Frequently halted by lack of funds, construction took place in installments, and the new-look cathedral wasn’t officially consecrated until 1555. However it brought together many of the Adriatic’s finest craftsmen, foremost among them being the visionary architect Juraj Dalmatinac, and his successor Nikola Firentinac. It was they who were responsible for the cathedral’s most innovative features, the barreled roof and massive cupola both built from interlocking stone slabs.
Quite apart from its status as a marvel of construction, the Cathedral is also a hugely entertaining as a gallery of late-Medieval and early-Renaissance sculpture. The north portal is framed by endearingly primitive statues of Adam and Eve (both portrayed covering their private parts in embarrassment) standing on pillars which rest on the backs of lions. They are thought to be the work of Bonino of Milan, a craftsman from Lombardy who was brought in to work on the cathedral at an early stage but who died before the reconstruction really got going. Much more refined in style are the sculptures and reliefs around the outside of the apse, where Juraj Dalmatinac provided a frieze of 71 stone heads – which appear to pop out of the wall just above human height. Thought to be modeled on Šibenik characters of Dalmatinac’s acquaintance, they are uniquely lifelike examples of Renaissance sculpture and have served as something of a trademark for the city of Šibenik ever since. Above the frieze, a pair of stone cherubs unfurl a scroll of parchment bearing the name of the artist, Juraj Dalmatinac.
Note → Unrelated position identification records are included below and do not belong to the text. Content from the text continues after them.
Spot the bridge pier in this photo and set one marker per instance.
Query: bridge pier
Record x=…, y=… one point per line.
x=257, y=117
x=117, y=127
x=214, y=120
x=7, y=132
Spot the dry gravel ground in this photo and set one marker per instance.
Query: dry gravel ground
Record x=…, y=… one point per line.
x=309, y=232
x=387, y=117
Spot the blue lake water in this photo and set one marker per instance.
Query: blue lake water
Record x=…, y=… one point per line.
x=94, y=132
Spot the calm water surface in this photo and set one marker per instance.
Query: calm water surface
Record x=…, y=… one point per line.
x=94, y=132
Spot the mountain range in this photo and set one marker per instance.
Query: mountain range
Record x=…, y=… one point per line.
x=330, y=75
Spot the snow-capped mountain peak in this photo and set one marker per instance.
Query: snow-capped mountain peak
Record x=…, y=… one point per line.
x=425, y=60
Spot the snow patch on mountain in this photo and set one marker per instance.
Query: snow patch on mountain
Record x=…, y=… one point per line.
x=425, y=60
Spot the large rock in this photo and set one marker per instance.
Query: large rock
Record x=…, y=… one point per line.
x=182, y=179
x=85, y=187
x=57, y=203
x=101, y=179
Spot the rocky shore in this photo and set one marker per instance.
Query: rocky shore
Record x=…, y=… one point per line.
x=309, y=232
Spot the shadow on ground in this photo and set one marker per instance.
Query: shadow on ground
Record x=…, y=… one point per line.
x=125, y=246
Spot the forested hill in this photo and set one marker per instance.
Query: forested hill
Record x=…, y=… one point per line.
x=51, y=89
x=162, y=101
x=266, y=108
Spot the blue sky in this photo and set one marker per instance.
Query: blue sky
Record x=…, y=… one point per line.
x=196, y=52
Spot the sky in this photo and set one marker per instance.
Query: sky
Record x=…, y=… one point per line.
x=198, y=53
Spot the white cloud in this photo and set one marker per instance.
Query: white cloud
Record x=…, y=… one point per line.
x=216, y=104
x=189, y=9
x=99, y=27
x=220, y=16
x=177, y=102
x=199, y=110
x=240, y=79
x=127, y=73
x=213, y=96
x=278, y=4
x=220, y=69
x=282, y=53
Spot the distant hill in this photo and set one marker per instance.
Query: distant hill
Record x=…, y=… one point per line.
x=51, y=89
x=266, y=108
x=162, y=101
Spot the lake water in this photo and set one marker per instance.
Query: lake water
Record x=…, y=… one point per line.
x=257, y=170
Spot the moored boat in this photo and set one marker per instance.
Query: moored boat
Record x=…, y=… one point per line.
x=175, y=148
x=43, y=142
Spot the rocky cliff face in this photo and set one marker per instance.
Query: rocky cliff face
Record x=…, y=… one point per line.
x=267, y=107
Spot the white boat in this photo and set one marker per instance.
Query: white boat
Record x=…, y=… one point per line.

You’ll have to crane your neck upwards to catch sight of the statues grouped around the central cupola, all the work of Nikola Firentinac. A winged St Michael is portrayed spearing a dragon facing the main square, while St Mark faces the sea, and St James faces east. Standing at roof level at the western end of the cathedral is an Annunciation scene, also by Firentinac, featuring Archangel Gabriel and the Virgin.
Inside, look out for a sarcophagus of Bishop Juraj Šižgorić with an effigy of the reclining bishop carved by Juraj Dalmatinac. The Altar of the Holy Cross bears a late Gothic crucifixion carved by Juraj Petrović, fifteenth-century Canon of Split Cathedral. Dalmatinac’s greatest masterpiece is the baptistery (krstionica) in the cathedral’s corner, which features a beautifully carved ceiling, and plump cherubs cavorting around the base of the baptismal font.
Monday - Saturday Open 09:30 - 18:30.